Mind the Gap: Tightening the Mass-Richness Relation with Magnitude Gaps

TL;DR

This paper demonstrates that incorporating the magnitude gap between the two brightest cluster members significantly reduces the scatter in the mass-richness relation, thereby improving galaxy cluster mass estimates for cosmological studies.

Contribution

It introduces the use of the magnitude gap as an additional mass proxy, showing its effectiveness in both simulated and observed galaxy cluster samples.

Findings

Including magnitude gap reduces scatter in mass-richness relation by 15-20%.

Small gap groups are richer at fixed velocity dispersion.

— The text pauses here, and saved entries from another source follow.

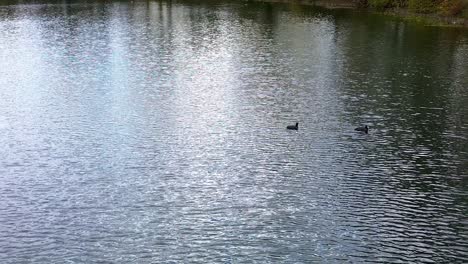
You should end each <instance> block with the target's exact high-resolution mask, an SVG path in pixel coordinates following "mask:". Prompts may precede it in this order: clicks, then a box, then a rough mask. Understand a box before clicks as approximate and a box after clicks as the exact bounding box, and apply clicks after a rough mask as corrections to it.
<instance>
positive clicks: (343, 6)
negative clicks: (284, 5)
mask: <svg viewBox="0 0 468 264" xmlns="http://www.w3.org/2000/svg"><path fill="white" fill-rule="evenodd" d="M260 1H261V2H274V3H294V4H302V5H310V6H318V7H323V8H327V9H356V10H358V9H359V10H363V11H367V12H371V13H375V14H382V15H386V16H393V17H398V18H401V19H405V20H409V21H415V22H420V23H423V24H427V25H428V26H440V27H444V26H445V27H464V28H468V18H464V17H455V16H442V15H439V14H435V13H432V14H421V13H414V12H410V11H409V10H408V9H406V8H391V9H387V10H383V11H379V10H376V9H373V8H369V7H360V6H359V2H358V1H346V0H328V1H327V0H260Z"/></svg>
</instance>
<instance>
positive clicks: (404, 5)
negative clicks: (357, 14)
mask: <svg viewBox="0 0 468 264" xmlns="http://www.w3.org/2000/svg"><path fill="white" fill-rule="evenodd" d="M263 1H268V2H285V3H290V2H294V3H300V4H305V5H316V6H322V7H326V8H359V9H365V10H369V11H373V12H378V13H384V14H387V15H391V16H397V17H402V18H404V19H408V20H413V21H419V22H421V23H425V24H429V25H436V26H464V27H468V0H263Z"/></svg>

Magnitude gap provides supplementary information beyond traditional proxies.

Abstract

We investigate the potential to improve optical tracers of cluster mass by exploiting measurements of the magnitude gap, m12, defined as the difference between the r-band absolute magnitude of the two brightest cluster members. We find that in a mock sample of galaxy groups and clusters constructed from the Bolshoi simulation, the scatter about the mass-richness relation decreases by 15-20% when magnitude gap information is included. A similar trend is evident in a volume-limited, spectroscopic sample of galaxy groups observed in the Sloan Digital Sky Survey (SDSS). We find that SDSS groups with small magnitude gaps are richer than large-gap groups at fixed values of the one-dimensional velocity dispersion among group members sigma_v, which we use as a mass proxy. We demonstrate explicitly that m12 contains information about cluster mass that supplements the information provided by group richness and the luminosity of the brightest cluster galaxy, L_bcg. In so doing, we show that the luminosities of the members of a group with richness N are inconsistent with the distribution of luminosities that results from N random draws from the global galaxy luminosity function. As the cosmological constraining power of galaxy clusters is limited by the precision in cluster mass determination, our findings suggest a new way to improve the cosmological constraints derived from galaxy clusters.